Immune Deficiency Cellular Therapy Program, Center for Cancer Research, National Cancer Institute, Bethesda, Maryland, USA.
Curr Opin Pediatr. 2023 Dec 1;35(6):663-670. doi: 10.1097/MOP.0000000000001292. Epub 2023 Sep 21.
Hematopoietic stem cell-based therapies, including allogeneic hematopoietic cell transplantation (HCT) and autologous gene therapy (GT), have been used as curative therapy for many inborn errors of immunity (IEI). As the number of genetically defined IEI and the use of HCT and GT increase, valuable data on outcomes and approaches for specific disorders are available.
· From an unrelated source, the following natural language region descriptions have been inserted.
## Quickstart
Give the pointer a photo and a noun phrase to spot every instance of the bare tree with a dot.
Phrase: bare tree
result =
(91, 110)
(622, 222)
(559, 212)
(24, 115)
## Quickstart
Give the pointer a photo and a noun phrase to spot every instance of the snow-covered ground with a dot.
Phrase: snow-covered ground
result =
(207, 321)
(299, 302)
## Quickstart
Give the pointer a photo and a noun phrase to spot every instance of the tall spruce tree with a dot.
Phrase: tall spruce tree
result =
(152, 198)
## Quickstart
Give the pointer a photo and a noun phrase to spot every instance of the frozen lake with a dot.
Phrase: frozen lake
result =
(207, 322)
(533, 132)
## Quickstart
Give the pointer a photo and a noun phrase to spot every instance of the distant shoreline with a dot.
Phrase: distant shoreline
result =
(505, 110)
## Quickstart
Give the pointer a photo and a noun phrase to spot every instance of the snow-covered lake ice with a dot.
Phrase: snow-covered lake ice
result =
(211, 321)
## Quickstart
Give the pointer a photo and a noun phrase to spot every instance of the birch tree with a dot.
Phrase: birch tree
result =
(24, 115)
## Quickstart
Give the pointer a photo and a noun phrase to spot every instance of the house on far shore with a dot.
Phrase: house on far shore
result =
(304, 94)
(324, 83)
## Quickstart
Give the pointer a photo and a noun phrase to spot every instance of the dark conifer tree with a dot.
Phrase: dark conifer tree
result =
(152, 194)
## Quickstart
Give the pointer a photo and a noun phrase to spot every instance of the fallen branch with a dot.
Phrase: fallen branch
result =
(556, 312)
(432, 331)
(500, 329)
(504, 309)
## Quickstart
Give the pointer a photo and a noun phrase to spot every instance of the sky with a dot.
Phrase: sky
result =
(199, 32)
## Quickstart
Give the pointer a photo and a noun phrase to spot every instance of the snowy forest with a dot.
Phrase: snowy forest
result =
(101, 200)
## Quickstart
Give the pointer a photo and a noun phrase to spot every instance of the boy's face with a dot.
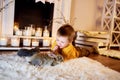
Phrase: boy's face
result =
(62, 41)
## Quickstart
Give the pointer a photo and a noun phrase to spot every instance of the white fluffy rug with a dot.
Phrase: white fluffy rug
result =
(13, 67)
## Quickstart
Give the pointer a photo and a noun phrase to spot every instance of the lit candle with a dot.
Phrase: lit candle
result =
(15, 41)
(46, 42)
(3, 41)
(26, 42)
(35, 42)
(18, 32)
(38, 32)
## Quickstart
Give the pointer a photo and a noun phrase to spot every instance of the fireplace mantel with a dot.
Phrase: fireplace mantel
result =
(7, 15)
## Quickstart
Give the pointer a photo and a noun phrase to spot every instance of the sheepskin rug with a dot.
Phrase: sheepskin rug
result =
(13, 67)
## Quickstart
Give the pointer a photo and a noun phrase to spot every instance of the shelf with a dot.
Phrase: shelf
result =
(32, 37)
(17, 48)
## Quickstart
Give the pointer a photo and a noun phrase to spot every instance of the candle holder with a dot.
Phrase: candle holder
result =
(38, 32)
(26, 42)
(3, 41)
(46, 42)
(18, 32)
(35, 42)
(15, 41)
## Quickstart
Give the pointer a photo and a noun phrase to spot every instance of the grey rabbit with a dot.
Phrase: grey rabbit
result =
(43, 59)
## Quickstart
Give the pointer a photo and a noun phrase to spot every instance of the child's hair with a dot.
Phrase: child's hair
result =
(67, 31)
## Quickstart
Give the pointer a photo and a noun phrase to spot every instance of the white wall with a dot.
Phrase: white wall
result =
(85, 13)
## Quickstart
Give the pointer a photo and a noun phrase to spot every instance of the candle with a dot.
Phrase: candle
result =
(38, 32)
(3, 41)
(18, 32)
(46, 42)
(26, 42)
(15, 41)
(35, 42)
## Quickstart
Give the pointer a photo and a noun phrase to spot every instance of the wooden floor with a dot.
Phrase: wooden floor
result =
(107, 61)
(112, 63)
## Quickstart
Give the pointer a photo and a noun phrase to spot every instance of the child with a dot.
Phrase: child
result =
(63, 43)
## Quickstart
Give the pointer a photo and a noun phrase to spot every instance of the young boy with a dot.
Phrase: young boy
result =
(63, 43)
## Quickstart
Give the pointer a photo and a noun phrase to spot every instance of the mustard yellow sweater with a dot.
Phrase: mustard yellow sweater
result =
(68, 52)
We review recent progress in HCT and GT for IEI in this article.
Novel approaches to prevention of allogeneic complications and experience in adolescents and young adults have expanded the use of HCT. Universal newborn screening for severe combined immunodeficiency (SCID) has led to improved outcome after HCT. Analysis of outcomes of HCT and GT for SCID, Wiskott-Aldrich syndrome (WAS) and chronic granulomatous disease (CGD) reveal risk factors for survival, the impact of specific conditioning regimens, and vector- or disease-specific impacts on efficacy and safety. Preclinical studies of GT and gene editing show potential for translation to the clinic.
Emerging data on outcome after HCT for specific IEI support early evaluation and treatment, before development of co-morbidities. Data in large cooperative retrospective databases continues to yield valuable insights clinicians can use in patient selection and choice of therapy.
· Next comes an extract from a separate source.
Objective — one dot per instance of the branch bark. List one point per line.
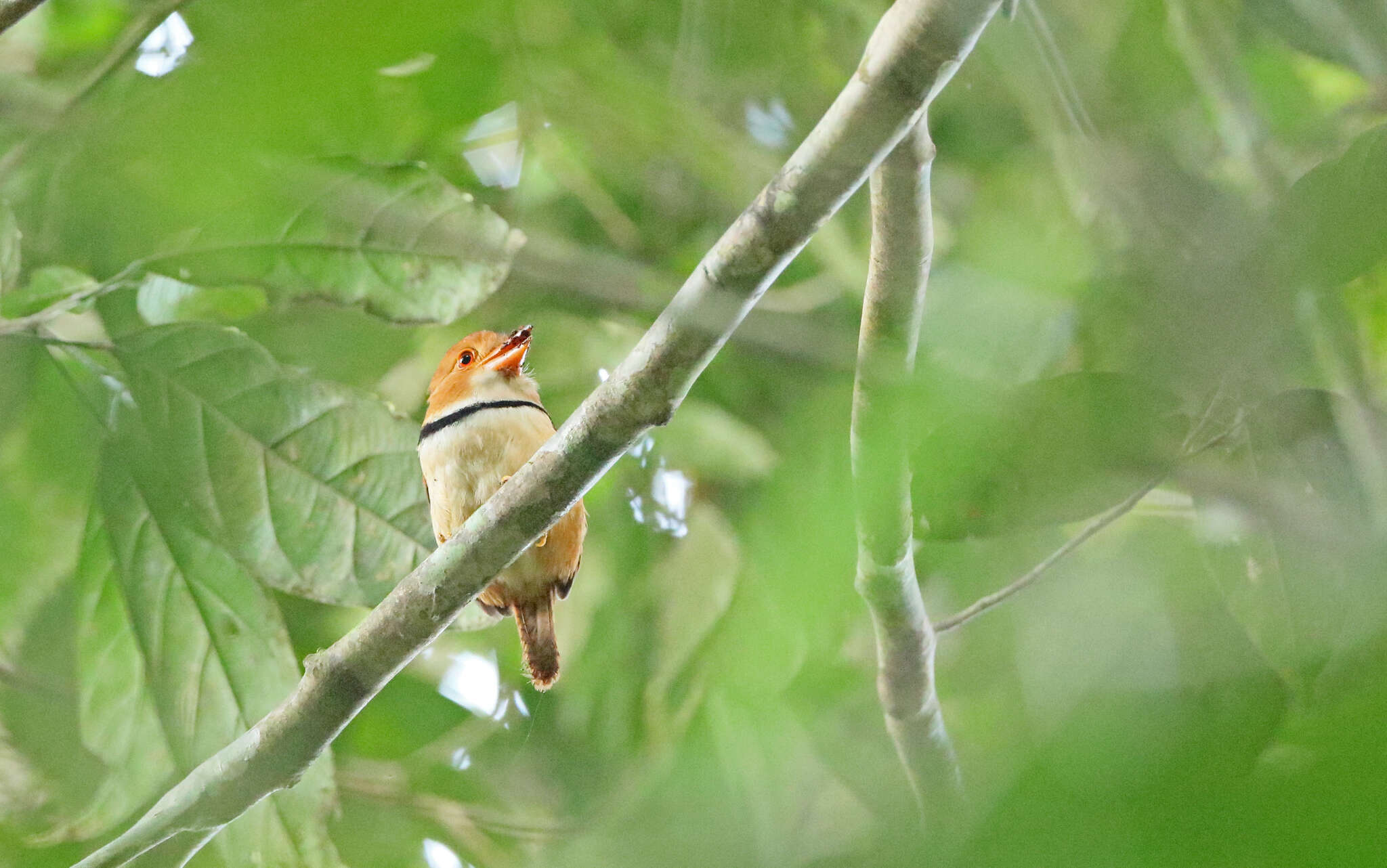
(902, 242)
(916, 49)
(1002, 595)
(14, 10)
造血干细胞为基础的治疗方法,包括异基因造血细胞移植(HCT)和自体基因治疗(GT),已被用作许多遗传性免疫缺陷(IEI)的根治性治疗方法。随着遗传性免疫缺陷的数量以及 HCT 和 GT 的应用增加,有关特定疾病的结局和方法的宝贵数据已经可用。我们在此文章中回顾了遗传性免疫缺陷的 HCT 和 GT 的最新进展。
预防异基因并发症的新方法和在青少年及年轻成人中的经验,扩大了 HCT 的应用。对严重联合免疫缺陷(SCID)的普遍新生儿筛查导致 HCT 后的结局改善。HCT 和 GT 治疗 SCID、Wiskott-Aldrich 综合征(WAS)和慢性肉芽肿病(CGD)的结局分析揭示了生存的风险因素、特定调理方案的影响,以及载体或疾病特异性对疗效和安全性的影响。GT 和基因编辑的临床前研究显示了向临床转化的潜力。
特定遗传性免疫缺陷的 HCT 后结局的新兴数据支持在发生共病之前进行早期评估和治疗。大型合作回顾性数据库中的数据继续提供有价值的见解,临床医生可以在患者选择和治疗选择中使用这些见解。